Chicks which had their diffusers removed for 15min in the sun had significantly shorter eyes (8.81±0.04mm) and a less myopic refraction (-1.1±1.2D) than chicks which were kept under normal lab light levels (9.00±0.05mm, -6.3±1.1D; p<0.001), or continuously form-deprived (9.18±0.16mm, -12.0±1.3D; p<0.001). Similarly, if the diffusers were removed under intense lab lights, the chicks developed shorter eyes (8.83±0.04mm; p<0.01) and a less myopic refraction (-3.3±0.6D; p<0.01) compared to those chicks which had their diffusers removed under normal light levels or continuously form-deprived. Continuously form-deprived chicks reared under high light levels also had shorter eyes (8.54±0.02mm; p<0.001) and a less myopic refraction (+0.04±0.7D; p<0.05) compared to those chicks reared under normal light levels (8.72±0.05mm, -3.5±1.2D).
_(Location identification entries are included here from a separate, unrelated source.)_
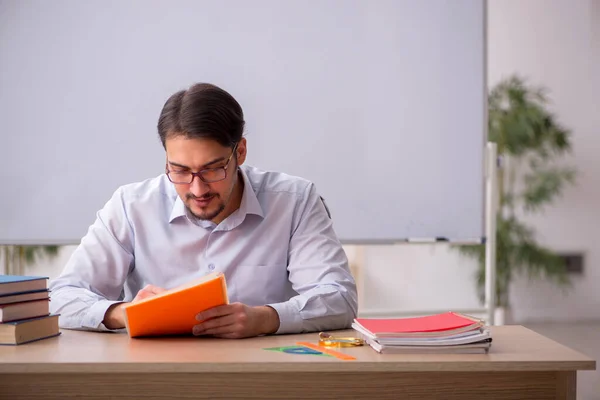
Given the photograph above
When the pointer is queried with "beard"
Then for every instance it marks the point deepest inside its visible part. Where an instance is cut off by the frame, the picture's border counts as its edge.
(208, 213)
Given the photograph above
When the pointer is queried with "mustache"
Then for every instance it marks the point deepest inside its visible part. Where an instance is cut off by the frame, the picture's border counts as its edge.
(205, 196)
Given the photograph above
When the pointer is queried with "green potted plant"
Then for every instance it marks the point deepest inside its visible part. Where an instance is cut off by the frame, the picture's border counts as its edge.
(530, 142)
(16, 257)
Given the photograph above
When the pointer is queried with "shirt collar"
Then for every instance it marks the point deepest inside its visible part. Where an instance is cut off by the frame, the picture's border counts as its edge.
(248, 205)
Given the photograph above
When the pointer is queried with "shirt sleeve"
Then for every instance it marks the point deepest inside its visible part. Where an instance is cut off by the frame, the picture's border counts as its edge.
(319, 273)
(94, 276)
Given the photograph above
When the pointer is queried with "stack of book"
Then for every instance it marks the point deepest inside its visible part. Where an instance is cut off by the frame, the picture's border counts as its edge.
(438, 334)
(25, 310)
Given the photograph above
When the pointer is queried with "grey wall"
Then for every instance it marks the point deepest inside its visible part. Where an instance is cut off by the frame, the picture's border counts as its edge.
(380, 103)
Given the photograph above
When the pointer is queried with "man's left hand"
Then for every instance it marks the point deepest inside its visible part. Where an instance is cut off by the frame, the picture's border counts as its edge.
(237, 320)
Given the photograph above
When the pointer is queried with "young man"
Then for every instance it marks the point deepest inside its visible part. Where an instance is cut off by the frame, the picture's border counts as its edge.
(269, 233)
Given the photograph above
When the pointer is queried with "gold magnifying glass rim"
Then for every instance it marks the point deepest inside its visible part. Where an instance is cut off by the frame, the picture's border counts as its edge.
(328, 340)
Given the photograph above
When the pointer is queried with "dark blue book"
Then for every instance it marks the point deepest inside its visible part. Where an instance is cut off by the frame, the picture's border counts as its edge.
(15, 284)
(29, 330)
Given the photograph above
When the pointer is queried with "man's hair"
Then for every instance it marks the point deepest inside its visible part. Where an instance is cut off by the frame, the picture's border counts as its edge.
(203, 111)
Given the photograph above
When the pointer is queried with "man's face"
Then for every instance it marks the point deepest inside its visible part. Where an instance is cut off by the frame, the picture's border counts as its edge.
(207, 201)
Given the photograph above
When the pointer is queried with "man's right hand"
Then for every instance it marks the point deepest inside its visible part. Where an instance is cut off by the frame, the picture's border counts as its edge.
(114, 317)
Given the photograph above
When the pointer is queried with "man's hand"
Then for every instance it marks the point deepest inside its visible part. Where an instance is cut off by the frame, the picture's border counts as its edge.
(237, 320)
(148, 291)
(114, 318)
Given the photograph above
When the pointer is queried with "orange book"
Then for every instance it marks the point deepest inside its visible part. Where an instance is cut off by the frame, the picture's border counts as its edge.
(174, 311)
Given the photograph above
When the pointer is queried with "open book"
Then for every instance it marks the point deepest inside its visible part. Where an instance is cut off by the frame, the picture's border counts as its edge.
(174, 311)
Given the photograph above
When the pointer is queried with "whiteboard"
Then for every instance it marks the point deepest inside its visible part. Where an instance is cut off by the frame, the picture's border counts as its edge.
(380, 103)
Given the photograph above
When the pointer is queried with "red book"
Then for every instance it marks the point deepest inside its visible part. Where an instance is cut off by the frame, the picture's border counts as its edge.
(445, 324)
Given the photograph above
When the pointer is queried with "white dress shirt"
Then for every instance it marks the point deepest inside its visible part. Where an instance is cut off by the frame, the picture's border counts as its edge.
(278, 248)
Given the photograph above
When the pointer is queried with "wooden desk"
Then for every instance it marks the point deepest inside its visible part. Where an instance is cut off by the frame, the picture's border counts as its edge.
(521, 365)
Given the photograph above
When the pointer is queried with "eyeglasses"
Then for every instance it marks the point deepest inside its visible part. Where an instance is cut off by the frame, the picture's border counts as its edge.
(209, 175)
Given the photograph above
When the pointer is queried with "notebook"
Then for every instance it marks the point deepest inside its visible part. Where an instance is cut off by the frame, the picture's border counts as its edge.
(444, 324)
(480, 347)
(21, 297)
(174, 311)
(29, 330)
(28, 309)
(13, 284)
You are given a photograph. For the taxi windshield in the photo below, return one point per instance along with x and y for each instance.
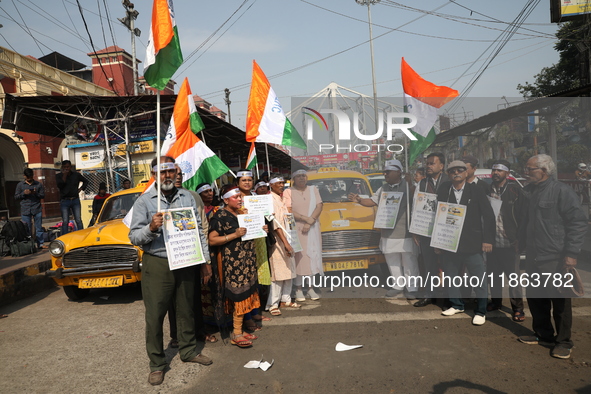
(117, 207)
(337, 189)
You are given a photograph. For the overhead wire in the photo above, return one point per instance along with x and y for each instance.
(503, 38)
(93, 47)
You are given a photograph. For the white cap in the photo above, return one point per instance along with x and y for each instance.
(393, 165)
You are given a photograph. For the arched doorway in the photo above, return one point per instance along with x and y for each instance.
(12, 163)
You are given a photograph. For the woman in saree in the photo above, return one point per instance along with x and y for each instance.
(236, 264)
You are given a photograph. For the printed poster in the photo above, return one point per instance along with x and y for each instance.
(262, 204)
(447, 230)
(388, 209)
(423, 214)
(181, 237)
(253, 223)
(292, 233)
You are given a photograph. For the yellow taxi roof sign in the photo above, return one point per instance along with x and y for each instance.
(327, 169)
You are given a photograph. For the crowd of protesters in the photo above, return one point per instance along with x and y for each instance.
(244, 278)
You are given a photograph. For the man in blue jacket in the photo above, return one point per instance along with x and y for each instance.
(556, 231)
(30, 192)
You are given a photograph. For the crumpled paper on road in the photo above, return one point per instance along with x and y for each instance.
(264, 365)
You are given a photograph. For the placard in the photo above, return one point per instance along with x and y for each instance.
(181, 237)
(253, 223)
(449, 222)
(262, 204)
(423, 214)
(388, 209)
(292, 233)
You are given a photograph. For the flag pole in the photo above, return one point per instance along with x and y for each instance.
(158, 183)
(407, 186)
(267, 155)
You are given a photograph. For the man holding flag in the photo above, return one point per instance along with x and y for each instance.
(160, 285)
(422, 99)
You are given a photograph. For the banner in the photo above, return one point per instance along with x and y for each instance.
(181, 237)
(423, 214)
(388, 209)
(448, 226)
(253, 222)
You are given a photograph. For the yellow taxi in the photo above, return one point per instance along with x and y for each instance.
(349, 240)
(376, 180)
(99, 256)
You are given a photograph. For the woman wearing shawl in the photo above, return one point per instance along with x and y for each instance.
(236, 264)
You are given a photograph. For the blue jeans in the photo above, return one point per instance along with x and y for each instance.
(73, 206)
(474, 263)
(38, 229)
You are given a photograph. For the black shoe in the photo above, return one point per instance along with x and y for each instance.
(560, 352)
(423, 302)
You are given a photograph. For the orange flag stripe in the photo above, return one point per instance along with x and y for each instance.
(259, 91)
(429, 93)
(181, 109)
(161, 24)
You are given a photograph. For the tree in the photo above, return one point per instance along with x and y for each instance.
(565, 74)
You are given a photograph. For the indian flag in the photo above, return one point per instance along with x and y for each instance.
(198, 163)
(265, 119)
(422, 98)
(180, 122)
(252, 161)
(163, 54)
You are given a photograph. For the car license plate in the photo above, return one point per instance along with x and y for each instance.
(347, 265)
(95, 283)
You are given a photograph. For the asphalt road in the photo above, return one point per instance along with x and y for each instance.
(51, 345)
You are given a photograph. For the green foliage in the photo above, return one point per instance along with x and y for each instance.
(564, 74)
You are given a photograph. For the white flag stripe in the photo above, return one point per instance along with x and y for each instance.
(196, 155)
(273, 121)
(425, 113)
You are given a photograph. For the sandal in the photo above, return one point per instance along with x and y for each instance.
(243, 343)
(274, 311)
(250, 337)
(252, 326)
(293, 305)
(261, 318)
(519, 316)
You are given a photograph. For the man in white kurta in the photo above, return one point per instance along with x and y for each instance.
(396, 244)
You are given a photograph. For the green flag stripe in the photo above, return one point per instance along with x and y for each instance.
(291, 137)
(168, 60)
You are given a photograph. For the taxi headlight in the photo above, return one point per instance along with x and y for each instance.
(57, 248)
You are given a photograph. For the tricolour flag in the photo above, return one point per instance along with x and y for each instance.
(163, 53)
(265, 119)
(252, 161)
(198, 163)
(185, 118)
(422, 98)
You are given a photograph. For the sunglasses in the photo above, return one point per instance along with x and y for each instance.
(458, 170)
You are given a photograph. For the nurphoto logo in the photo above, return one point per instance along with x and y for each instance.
(344, 130)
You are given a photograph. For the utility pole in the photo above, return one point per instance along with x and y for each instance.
(373, 70)
(130, 16)
(228, 102)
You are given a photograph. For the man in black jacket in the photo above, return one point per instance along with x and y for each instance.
(31, 192)
(509, 204)
(477, 236)
(70, 183)
(556, 231)
(431, 184)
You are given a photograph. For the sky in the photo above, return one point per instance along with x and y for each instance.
(303, 45)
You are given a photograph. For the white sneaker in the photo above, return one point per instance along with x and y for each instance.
(478, 320)
(313, 295)
(451, 311)
(300, 296)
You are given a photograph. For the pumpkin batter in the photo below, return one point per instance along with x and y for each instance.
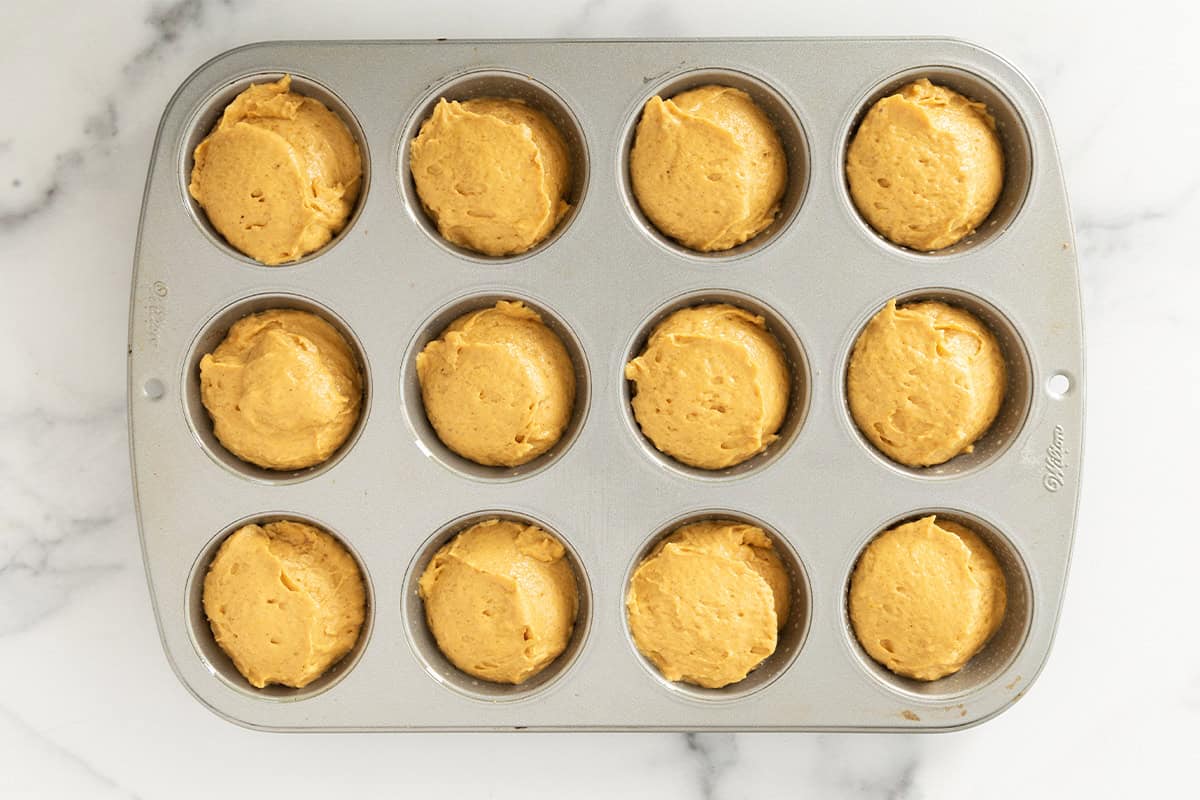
(492, 173)
(712, 386)
(925, 597)
(283, 389)
(498, 385)
(501, 599)
(925, 382)
(279, 175)
(707, 167)
(925, 167)
(707, 603)
(285, 601)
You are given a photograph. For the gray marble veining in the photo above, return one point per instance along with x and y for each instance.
(89, 707)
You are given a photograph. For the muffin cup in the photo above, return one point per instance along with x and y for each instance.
(1009, 421)
(208, 114)
(414, 407)
(791, 636)
(1000, 650)
(510, 85)
(221, 666)
(207, 341)
(1014, 139)
(797, 401)
(425, 647)
(791, 134)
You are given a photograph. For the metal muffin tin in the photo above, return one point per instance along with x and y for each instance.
(394, 493)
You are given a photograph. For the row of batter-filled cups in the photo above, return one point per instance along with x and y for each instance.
(495, 164)
(717, 605)
(715, 384)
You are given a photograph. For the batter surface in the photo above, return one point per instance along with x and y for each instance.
(285, 601)
(925, 167)
(492, 173)
(279, 175)
(712, 386)
(707, 603)
(498, 385)
(283, 389)
(925, 597)
(501, 600)
(925, 382)
(707, 167)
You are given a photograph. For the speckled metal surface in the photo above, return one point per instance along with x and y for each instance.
(394, 493)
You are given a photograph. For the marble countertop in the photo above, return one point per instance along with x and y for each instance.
(88, 703)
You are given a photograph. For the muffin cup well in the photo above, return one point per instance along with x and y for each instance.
(791, 636)
(505, 84)
(414, 407)
(221, 665)
(791, 134)
(995, 656)
(1018, 394)
(797, 362)
(425, 647)
(213, 334)
(209, 113)
(1014, 139)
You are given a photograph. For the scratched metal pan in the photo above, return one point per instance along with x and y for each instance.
(393, 494)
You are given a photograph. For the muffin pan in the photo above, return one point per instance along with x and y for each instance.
(394, 493)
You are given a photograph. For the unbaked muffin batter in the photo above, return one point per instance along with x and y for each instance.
(712, 386)
(925, 382)
(707, 167)
(925, 597)
(493, 174)
(501, 600)
(279, 175)
(925, 167)
(498, 385)
(285, 601)
(707, 603)
(283, 389)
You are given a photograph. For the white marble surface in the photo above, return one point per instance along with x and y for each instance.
(88, 704)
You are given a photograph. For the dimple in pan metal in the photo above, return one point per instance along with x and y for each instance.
(394, 493)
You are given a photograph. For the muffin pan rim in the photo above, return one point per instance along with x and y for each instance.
(213, 106)
(1045, 193)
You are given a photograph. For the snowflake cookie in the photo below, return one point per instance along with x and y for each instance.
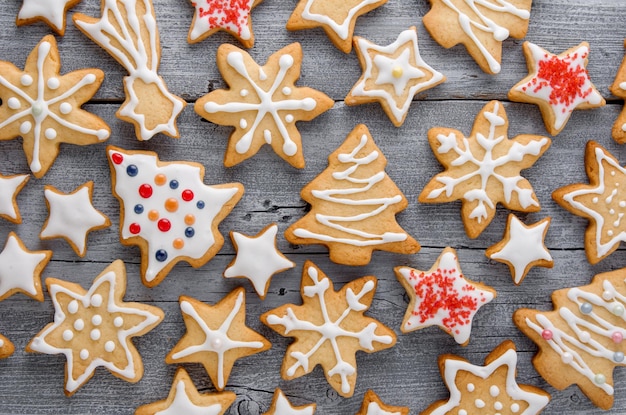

Continuously form-deprived chicks reared under low lighting developed similar levels of myopia to those reared under normal lighting (p=0.57).
Exposing chicks to high light levels, either sunlight or intense lab lights, retards the development of experimental myopia. These results, in conjunction with recent epidemiological findings, suggest that daily exposure to high light levels may have a protective effect against the development of myopia.